With Eye On China, India Revises FDI Policy To Shield Firms Amid Pandemic
The Government of India has revised the Foreign Direct Investment policy for curbing opportunistic takeovers/acquisitions of Indian companies due to coronavirus.
A non-resident entity can invest in India, subject to the FDI Policy except in those sectors/activities which are prohibited.
Companies in any country that shares a border with India will have to approach the government for investing in India and not go via the automatic route, the Commerce and Industry Ministry said in a press note spelling out its new foreign direct investment or FDI policy for neighbouring states.

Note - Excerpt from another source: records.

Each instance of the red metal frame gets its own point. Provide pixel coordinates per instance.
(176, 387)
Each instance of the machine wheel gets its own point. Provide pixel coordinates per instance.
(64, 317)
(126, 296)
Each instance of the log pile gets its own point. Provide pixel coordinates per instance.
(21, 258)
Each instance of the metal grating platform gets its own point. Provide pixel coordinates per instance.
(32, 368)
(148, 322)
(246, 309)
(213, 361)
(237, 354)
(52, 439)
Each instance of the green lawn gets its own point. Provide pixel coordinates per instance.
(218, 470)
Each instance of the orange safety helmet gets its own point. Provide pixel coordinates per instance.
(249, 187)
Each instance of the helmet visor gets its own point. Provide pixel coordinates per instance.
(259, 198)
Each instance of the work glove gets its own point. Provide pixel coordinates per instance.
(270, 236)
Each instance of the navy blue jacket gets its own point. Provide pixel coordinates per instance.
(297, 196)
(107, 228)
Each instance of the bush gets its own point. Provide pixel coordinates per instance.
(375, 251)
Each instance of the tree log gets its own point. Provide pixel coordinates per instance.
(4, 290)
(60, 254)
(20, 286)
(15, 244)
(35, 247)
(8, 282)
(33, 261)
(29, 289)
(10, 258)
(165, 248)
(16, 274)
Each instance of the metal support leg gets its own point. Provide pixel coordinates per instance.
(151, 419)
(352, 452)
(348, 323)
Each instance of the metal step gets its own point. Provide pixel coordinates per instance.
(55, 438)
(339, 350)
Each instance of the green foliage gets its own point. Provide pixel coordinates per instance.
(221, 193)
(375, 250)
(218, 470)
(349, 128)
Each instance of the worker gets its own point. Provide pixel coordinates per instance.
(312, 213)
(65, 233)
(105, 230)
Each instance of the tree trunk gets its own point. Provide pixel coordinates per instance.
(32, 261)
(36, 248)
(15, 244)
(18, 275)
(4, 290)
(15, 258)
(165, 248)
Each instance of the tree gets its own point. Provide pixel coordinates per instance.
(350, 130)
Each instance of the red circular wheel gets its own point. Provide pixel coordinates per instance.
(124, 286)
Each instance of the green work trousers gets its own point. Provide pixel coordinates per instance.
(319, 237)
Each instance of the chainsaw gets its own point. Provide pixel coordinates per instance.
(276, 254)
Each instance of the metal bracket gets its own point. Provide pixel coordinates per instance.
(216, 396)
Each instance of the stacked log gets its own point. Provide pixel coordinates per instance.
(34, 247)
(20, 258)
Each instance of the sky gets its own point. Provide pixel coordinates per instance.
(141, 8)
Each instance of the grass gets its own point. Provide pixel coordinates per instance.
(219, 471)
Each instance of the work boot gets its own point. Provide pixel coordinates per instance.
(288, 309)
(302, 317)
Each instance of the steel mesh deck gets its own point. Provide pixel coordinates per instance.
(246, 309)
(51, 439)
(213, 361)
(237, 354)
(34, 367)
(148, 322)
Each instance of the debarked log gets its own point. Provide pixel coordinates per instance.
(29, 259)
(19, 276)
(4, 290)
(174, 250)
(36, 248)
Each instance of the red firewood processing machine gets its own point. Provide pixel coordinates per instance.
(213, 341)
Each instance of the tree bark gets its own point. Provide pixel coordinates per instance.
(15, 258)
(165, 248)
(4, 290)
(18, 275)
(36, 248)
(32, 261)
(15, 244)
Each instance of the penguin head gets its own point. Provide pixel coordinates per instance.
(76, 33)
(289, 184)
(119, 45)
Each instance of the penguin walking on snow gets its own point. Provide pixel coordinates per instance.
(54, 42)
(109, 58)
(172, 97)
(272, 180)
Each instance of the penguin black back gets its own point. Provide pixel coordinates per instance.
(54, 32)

FDI in India is allowed under two modes - either through the automatic route, for which companies don't need government approval, or through the government route, for which companies need a go-ahead from the centre.
The revised FDI rule seeks to curb "opportunistic takeovers or acquisitions of Indian companies due to the COVID-19 pandemic".
The government decided to revise the FDI rule to ensure no neighbouring country, especially China, takes undue advantage amid the COVID-19 pandemic.
"An entity of a country, which shares land border with India or where the beneficial owner of an investment into India is situated in or is a citizen of any such country, can invest only under the government route".
The earlier FDI policy was limited to allowing only Bangladesh and Pakistan via the government route in all sectors. The revised rule has now brought companies from China under the government route filter.
The revised rule is not applicable to the recent 1.01 per cent stake sale by mortgage lender HDFC to People's Bank of China as the deal was less than the strategic 10 per cent, the sources said. The revised FDI policy is applicable in large shareholdings of 10 per cent and above.